Quality over quantity. Five carefully targeted submissions to well-matched calls outperform twenty generic applications. Read each call thoroughly and only apply when your work genuinely fits the criteria.
Diversify your targets. Mix local, regional, and national calls. Include both competitive (low acceptance rate, high prestige) and accessible (higher acceptance rate, emerging-artist-friendly) opportunities. Early career artists benefit from building exhibition credits at any level.
Submit early. Platforms occasionally have technical issues near deadlines, and some calls review submissions in the order received. Submitting a week before the deadline eliminates deadline anxiety.
After the Decision
If accepted: Respond promptly to the organization's logistics requests. Ship or deliver artwork on time, properly packaged, with clear labeling. Attend the opening reception if possible — networking at openings leads to future opportunities.
If rejected: This is normal. Established artists with decades of experience still get rejected regularly. A rejection reflects one jury's subjective assessment of one set of work against one specific call's criteria. It says nothing about the quality of your art.
Either way: Add the result to your tracking spreadsheet and move on to the next opportunity.

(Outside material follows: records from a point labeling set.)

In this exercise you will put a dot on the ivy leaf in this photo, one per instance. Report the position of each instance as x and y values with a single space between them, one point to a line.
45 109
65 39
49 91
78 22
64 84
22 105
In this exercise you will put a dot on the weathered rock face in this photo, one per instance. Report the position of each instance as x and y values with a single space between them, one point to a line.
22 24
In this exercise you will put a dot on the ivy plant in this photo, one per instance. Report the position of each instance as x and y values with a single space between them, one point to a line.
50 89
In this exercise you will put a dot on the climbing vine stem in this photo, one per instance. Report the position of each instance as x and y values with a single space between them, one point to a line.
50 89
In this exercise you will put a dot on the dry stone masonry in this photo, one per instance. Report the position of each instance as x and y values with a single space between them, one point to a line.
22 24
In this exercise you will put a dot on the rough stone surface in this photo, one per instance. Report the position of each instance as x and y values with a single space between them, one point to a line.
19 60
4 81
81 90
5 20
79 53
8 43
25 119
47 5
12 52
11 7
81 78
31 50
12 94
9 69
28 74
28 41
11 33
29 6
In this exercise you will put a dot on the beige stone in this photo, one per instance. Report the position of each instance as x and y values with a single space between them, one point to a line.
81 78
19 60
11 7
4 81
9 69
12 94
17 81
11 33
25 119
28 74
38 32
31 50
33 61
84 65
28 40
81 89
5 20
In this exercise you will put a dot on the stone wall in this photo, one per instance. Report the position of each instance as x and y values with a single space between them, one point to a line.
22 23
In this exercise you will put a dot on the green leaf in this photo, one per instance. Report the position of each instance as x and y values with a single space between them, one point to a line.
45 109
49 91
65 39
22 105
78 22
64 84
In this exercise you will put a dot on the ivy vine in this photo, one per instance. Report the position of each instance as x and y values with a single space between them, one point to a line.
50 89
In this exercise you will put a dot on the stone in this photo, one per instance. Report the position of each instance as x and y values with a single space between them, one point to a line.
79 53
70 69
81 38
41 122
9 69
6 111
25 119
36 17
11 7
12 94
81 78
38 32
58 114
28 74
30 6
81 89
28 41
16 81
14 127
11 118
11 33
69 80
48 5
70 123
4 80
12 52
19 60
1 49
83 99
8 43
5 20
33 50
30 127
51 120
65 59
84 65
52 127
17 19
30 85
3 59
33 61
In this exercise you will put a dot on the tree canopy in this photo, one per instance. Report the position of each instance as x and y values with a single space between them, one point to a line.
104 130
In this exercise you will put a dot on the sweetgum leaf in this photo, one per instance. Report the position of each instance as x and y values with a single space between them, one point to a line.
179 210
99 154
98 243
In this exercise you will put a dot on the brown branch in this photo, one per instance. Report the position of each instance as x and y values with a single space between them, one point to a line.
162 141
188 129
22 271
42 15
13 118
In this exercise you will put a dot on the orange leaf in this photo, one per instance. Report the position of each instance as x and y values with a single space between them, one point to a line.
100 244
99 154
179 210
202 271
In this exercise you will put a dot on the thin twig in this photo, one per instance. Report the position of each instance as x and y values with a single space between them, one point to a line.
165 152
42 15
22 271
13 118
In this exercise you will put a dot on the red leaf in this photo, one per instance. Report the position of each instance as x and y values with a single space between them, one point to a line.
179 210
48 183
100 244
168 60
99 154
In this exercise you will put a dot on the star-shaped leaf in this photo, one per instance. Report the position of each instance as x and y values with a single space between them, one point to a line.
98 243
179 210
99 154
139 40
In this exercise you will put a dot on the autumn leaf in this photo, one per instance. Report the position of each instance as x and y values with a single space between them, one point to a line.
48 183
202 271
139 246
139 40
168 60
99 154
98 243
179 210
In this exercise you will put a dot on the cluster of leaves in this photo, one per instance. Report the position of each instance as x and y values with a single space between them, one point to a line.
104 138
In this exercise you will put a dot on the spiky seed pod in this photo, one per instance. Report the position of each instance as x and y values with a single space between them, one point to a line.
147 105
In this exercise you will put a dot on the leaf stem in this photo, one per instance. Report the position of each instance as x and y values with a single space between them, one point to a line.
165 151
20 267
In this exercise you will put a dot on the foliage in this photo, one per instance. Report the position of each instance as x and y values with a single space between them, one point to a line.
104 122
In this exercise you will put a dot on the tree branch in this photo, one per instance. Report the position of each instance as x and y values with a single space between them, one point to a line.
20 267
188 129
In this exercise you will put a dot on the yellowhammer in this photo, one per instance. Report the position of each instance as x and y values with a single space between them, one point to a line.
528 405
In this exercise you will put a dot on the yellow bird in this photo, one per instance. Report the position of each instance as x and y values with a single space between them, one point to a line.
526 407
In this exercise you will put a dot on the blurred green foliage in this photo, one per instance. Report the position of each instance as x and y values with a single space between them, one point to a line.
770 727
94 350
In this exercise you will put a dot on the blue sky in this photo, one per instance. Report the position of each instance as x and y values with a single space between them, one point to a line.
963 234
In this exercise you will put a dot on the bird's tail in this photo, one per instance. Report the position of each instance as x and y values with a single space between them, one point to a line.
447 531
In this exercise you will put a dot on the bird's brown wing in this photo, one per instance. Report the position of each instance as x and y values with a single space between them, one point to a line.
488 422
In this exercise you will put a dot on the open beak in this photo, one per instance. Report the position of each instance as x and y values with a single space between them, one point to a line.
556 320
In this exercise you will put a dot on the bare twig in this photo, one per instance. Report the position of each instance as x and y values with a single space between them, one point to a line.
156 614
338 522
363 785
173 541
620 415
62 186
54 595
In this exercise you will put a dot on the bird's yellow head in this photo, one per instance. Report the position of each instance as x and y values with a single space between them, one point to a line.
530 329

Consistency over years — not any single acceptance or rejection — builds an exhibition career.
Where to Find Calls
- Crafted Call — Open calls from galleries and art organizations, filterable by medium, fee, and deadline
- Gallery websites and newsletters — Subscribe to organizations whose mission aligns with your work
- Social media art communities — Follow galleries, art centers, and call aggregators
- Local art councils — Many maintain listings of regional opportunities
- University art departments — Often post calls for students and alumni
The most reliable approach is using a dedicated platform that aggregates calls and standardizes the submission process, reducing the friction of applying to multiple opportunities.